Overview
Address
3851 W 29th Ave, Vancouver, BC
Neighbourhood
Dunbar-Southlands
type
Institutional
Protection & Recognition
- M: Municipal Protection
Significance
A: Primary Significance
Description
Sacred Heart Convent at 3851 W 29th Avenue was built as a catholic girls’ school by nuns of the Religious of the Sacred Heart, who came from Montreal to start the school.
Before ten acres of land were purchased for the school in 1911, it was a very rural area, with a creek in which salmon thrived, called Kh’ahtsulek, running across where the west gate is now.
The school was completed in 1912, with the last cornerstone being laid on the day of the feast of the sacred heart, and a ceremony was held. It became the 111th Convent of the Sacred Heart.

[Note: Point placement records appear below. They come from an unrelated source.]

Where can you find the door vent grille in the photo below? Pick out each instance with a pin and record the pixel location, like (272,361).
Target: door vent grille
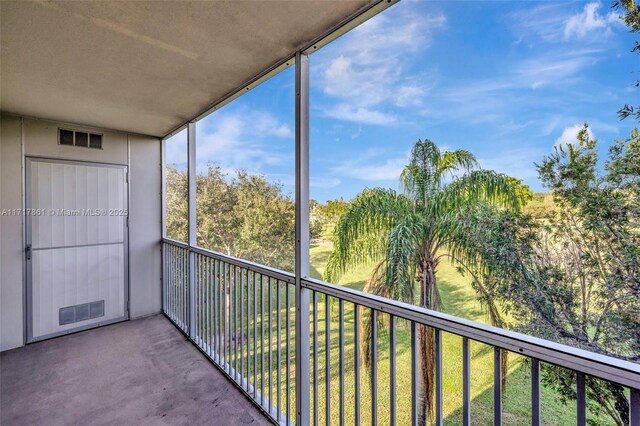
(82,312)
(78,138)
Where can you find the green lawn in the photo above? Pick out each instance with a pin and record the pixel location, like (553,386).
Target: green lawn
(458,299)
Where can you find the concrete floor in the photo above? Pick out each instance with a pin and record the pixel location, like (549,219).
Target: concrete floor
(141,372)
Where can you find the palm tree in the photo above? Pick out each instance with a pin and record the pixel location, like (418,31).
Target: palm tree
(409,233)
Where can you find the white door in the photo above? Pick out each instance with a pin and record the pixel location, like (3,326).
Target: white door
(76,235)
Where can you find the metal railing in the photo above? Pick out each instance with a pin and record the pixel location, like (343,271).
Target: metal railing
(244,323)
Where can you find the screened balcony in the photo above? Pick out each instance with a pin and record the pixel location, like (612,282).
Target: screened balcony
(198,336)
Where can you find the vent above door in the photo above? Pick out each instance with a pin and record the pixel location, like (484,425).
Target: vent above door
(78,138)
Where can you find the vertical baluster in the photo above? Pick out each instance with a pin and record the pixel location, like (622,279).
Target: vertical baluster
(241,328)
(392,368)
(255,336)
(634,407)
(236,321)
(186,292)
(341,355)
(288,362)
(181,288)
(279,343)
(497,386)
(535,392)
(248,330)
(414,375)
(270,348)
(315,357)
(438,342)
(229,317)
(466,385)
(198,298)
(581,400)
(374,367)
(212,307)
(327,350)
(356,359)
(168,280)
(261,340)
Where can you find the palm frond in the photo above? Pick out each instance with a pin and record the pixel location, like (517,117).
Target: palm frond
(403,251)
(454,161)
(420,178)
(362,232)
(496,189)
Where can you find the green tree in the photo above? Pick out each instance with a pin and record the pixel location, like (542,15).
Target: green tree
(571,275)
(409,233)
(631,17)
(326,216)
(244,216)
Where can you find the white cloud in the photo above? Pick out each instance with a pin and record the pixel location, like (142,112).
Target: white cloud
(360,114)
(240,140)
(369,167)
(370,70)
(517,163)
(589,22)
(324,182)
(569,135)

Charles Grayum Badgley, an American architect who was known for collegiate gothic and mission style architecture, designed the convent as his last major work, and it was built by Sefanius Johnson Lund who also built the Rice Block at 404 Hawks St. The Gothic Revival building featured granite facing (from a quarry in Deep Cove), a central tower with a drive through porte-cochere, broad wings, and a green tile roof (which has since been changed). An addition was added to the school in 1954.
In 1979 the convent was closed and the building was bought by St. George’s School who refurbished it at the time, adding sprinkler and heating systems, earthquake proofing, and modifying upper floors for boarding. It was used to house students and for their Junior School, which has occupied the building ever since. In 2015, St. George’s received an award from the Vancouver Heritage Commission for their preservation of the original building and boiler room.